Not enough memory while extracting Resnet features

I am extracting Resnet features for videos(1000-2000 frames each). I am looping for each video, each frame to extract feature for that frame.
But after 10-12 videos I get the error:

Error : Torch: not enough memory: you tried to allocate 38GB. Buy new RAM!

Sample code for feature extraction of one frame

import torch
import torch.nn as nn
import torchvision.models as models
from torch.autograd import Variable

resnet152 = models.resnet152(pretrained=True)
modules=list(resnet152.children())[:-1]
resnet152=nn.Sequential(*modules)
for p in resnet152.parameters():
    p.requires_grad = False

img = torch.Tensor(3, 224, 224).normal_() # random image
img = img.unsqueeze(0)  # add batch dimension
img_var = Variable(img) # assign it to a variable
features_var = resnet152(img_var) # get the output from the last hidden layer of the pretrained resnet
features = features_var.data # get the tensor out of the variable

Solutions tried:

  1. ps -elf | grep python
    kill -9 [pid]

  2. sudo nvidia-smi --gpu-reset

Can anyone please tell how to handle this?
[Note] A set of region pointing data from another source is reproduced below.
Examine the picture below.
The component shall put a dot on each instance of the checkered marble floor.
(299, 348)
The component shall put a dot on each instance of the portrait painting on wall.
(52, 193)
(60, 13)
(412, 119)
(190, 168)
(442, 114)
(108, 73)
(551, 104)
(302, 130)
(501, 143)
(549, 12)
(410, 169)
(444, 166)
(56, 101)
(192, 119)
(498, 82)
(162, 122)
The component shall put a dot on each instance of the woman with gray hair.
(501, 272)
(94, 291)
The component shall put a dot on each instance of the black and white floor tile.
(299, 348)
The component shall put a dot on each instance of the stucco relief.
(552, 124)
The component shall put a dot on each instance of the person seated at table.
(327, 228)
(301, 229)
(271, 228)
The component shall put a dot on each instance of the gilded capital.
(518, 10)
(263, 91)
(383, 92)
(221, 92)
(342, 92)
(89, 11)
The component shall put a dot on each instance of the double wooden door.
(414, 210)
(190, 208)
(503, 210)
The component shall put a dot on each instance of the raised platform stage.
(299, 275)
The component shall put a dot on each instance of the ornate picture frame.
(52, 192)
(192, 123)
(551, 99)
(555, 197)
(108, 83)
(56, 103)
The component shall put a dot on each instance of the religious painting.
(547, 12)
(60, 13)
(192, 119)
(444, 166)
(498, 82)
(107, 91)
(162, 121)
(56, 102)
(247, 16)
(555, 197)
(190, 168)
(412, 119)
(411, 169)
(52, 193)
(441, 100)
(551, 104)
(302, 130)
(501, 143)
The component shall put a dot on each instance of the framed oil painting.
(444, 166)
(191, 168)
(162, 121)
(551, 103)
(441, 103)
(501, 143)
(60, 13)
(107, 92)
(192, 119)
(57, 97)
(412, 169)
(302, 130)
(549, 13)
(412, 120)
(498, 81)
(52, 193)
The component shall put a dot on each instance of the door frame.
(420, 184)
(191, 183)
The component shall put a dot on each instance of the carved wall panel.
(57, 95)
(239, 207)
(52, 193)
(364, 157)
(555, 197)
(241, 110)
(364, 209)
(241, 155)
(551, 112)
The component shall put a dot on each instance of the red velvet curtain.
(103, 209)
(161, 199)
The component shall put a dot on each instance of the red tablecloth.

Based on the error message it seems you don’t have enough CPU RAM.
Could you observe the RAM with htop or any other tool while loading the features?
Are you trying to store all features of all videos in a list?

Also as a side note, if you just want to use the pretrained model to extract features, you should call model.eval() before using it and use

with torch.no_grad():
    image = ...
    features = resnet152(image)
    ...

to avoid computing intermediate results and save some GPU memory.